“Your child has a disability”—words that probably no parent would ever like to hear. Being faced with this reality can fill parents with a sense of panic and deep grief at first and can bring with it the fear of the unknown, the difficulties, the struggles and the pain that people generally associate with the word disability.
Even though unofficial statistics in India tell us that 10% of the population has a disability of some kind or another, there is still little guidance here on what to do when one receives such a diagnosis. The devastation and emotional struggle seem even more intense when families do not know where to turn to for encouragement and practical help. As they grapple with this new reality, they often find little support and understanding from extended family members, neighbors, schools, and the larger community.
We need to realize that disability does not just impact the person affected, but the whole family, and changes the dynamics of their everyday lives and home forever. All family members individually and together as a unit go through grief and the process of reimagining life.
It may take a long time for parents to get from denial to accepting the fact that they have a child with disability. In a way parents experience the death of their dreams and aspirations for the child. In India, academic studies are highly emphasized and most parents wish for their children to become doctors or engineers. When they realize that their kid might never go to a regular school and will not be successful in the ways they hoped, deep disappointment sets in with sorrow and worries about the future.
Mothers, who are usually the primary caregivers, might feel overwhelmed and experience profound grief. After the diagnosis, lack of information adds to their hopelessness and helplessness. Initially many of them look for cures and feel shattered when they realize that their child’s condition might improve but it will never be cured. It takes time for this truth to really sink in and be accepted. Mothers can also wonder about the cause: “Did I do something wrong during pregnancy? Is it my fault? Did I take harmful medicine? Is it bad karma?” With the possible added blame from relatives and the frustrations and stress from taking care of a child without sufficient knowledge and tools, the In His Image program has put many a mother on suicide watch. It is not hard to see why.

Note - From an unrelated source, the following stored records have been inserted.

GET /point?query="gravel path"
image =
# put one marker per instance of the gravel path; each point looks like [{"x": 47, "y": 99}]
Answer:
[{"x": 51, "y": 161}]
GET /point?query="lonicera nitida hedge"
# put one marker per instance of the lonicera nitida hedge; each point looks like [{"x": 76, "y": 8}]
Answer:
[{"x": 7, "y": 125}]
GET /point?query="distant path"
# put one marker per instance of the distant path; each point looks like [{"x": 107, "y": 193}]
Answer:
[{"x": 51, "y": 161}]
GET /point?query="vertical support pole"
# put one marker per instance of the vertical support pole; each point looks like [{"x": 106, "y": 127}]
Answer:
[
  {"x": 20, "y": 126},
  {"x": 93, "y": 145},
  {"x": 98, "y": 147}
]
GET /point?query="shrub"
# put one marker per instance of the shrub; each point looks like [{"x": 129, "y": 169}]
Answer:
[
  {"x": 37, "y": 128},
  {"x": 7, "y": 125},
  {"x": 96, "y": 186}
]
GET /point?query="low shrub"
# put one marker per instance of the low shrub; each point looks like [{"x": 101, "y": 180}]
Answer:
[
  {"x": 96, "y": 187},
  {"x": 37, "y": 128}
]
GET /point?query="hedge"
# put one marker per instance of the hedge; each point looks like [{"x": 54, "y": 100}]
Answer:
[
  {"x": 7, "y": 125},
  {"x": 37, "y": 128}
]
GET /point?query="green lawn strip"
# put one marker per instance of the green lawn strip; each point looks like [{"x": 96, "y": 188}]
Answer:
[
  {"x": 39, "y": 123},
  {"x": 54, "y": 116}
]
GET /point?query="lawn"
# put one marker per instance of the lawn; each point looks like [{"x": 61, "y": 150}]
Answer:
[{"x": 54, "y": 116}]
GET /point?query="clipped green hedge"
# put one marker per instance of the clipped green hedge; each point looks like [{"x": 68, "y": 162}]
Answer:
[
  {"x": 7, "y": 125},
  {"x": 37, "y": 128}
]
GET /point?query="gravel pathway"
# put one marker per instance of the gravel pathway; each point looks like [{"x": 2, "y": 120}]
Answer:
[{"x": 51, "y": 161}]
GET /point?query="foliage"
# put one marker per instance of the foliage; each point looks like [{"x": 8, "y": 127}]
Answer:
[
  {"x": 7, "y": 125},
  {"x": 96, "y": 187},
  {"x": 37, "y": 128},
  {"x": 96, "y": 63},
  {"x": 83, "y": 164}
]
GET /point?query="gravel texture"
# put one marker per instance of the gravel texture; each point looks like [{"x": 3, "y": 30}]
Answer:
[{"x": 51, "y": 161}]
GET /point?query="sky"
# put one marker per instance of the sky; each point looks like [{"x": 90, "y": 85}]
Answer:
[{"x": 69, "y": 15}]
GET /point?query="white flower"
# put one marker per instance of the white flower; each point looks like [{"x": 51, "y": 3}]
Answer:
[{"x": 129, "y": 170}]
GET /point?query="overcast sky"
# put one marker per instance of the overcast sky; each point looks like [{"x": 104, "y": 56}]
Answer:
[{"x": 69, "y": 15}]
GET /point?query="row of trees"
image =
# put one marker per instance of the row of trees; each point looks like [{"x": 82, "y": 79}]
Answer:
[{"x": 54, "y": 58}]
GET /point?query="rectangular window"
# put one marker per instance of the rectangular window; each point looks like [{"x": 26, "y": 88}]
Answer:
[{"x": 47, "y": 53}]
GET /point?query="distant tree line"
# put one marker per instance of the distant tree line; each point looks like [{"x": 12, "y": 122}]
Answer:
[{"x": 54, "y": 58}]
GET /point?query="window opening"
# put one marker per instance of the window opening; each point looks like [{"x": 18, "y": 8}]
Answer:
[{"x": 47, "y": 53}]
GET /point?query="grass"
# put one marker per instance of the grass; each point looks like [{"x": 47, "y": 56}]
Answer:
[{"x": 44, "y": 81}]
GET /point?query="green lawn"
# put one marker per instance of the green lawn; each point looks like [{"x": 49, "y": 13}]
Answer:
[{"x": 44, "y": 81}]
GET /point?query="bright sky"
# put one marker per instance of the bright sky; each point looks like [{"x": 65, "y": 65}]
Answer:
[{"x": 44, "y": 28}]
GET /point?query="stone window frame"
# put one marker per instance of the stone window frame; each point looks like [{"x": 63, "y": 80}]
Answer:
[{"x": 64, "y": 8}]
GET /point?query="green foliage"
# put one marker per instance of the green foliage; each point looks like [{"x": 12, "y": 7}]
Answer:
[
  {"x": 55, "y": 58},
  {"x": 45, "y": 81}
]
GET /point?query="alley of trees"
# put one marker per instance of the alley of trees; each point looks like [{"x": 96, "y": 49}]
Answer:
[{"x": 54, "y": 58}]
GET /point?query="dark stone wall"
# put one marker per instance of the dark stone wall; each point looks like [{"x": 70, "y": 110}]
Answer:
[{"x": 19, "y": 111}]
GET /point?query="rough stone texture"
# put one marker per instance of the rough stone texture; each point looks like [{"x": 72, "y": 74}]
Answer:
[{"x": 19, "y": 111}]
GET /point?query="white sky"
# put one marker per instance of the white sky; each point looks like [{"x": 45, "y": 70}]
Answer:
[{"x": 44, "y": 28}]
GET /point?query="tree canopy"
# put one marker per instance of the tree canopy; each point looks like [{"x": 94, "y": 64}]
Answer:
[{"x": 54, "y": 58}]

How fathers of children with disability cope usually receives less attention, even though at times they might be the primary caregivers, especially if the mother falls into depression or responds with deep apathy. Men have fewer outlets for sharing their struggles and finding support, let alone cry and show emotion openly. Additionally, fathers in India generally are the ones who must bare the financial brunt of therapies, special needs educators, special school tuitions, etc. The ways they are impacted cannot be ignored.
The parents’ marriage is also greatly affected by disability in the family. There may be a lot of blaming between the spouses initially and ongoing struggle as they attempt to reshape and refigure life. Experiencing waves of grief, spending much of their time, money and emotional energy on taking care of their special child, making sure other siblings are getting attention and coping well, and pressures from outside all pile up on the plate of the couple. Marriage and parenting are hard enough as it is, it does not take much to see why with the added stresses of raising a child with disability and lack of support many couples end up separating.
Last but not least, what about siblings of children with disability? Often they seem to get lost in the shock and grieving their parents go through and the difficulties of everyday life. Mom and dad might expect them to always be helpful, understanding, good and patient super kids in order to not add to the burden. They can feel guilty for wanting more attention for themselves, for wanting to have a sibling they can play and have a healthy rivalry with, and they can resent their differently abled sibling and/or their parents for this way of life.
My heart is heavy thinking through all this. But even though here we have described many of the hardships families experience, once they are able to accept their child as a gift and not a mistake and learn to support him/her, there are also many little victories and glimpses of joy waiting. Good counseling can help. Supportive church communities can help. Loving extended family members can help. Well-equipped teachers and therapists can help. Let’s pray for more of these all over India.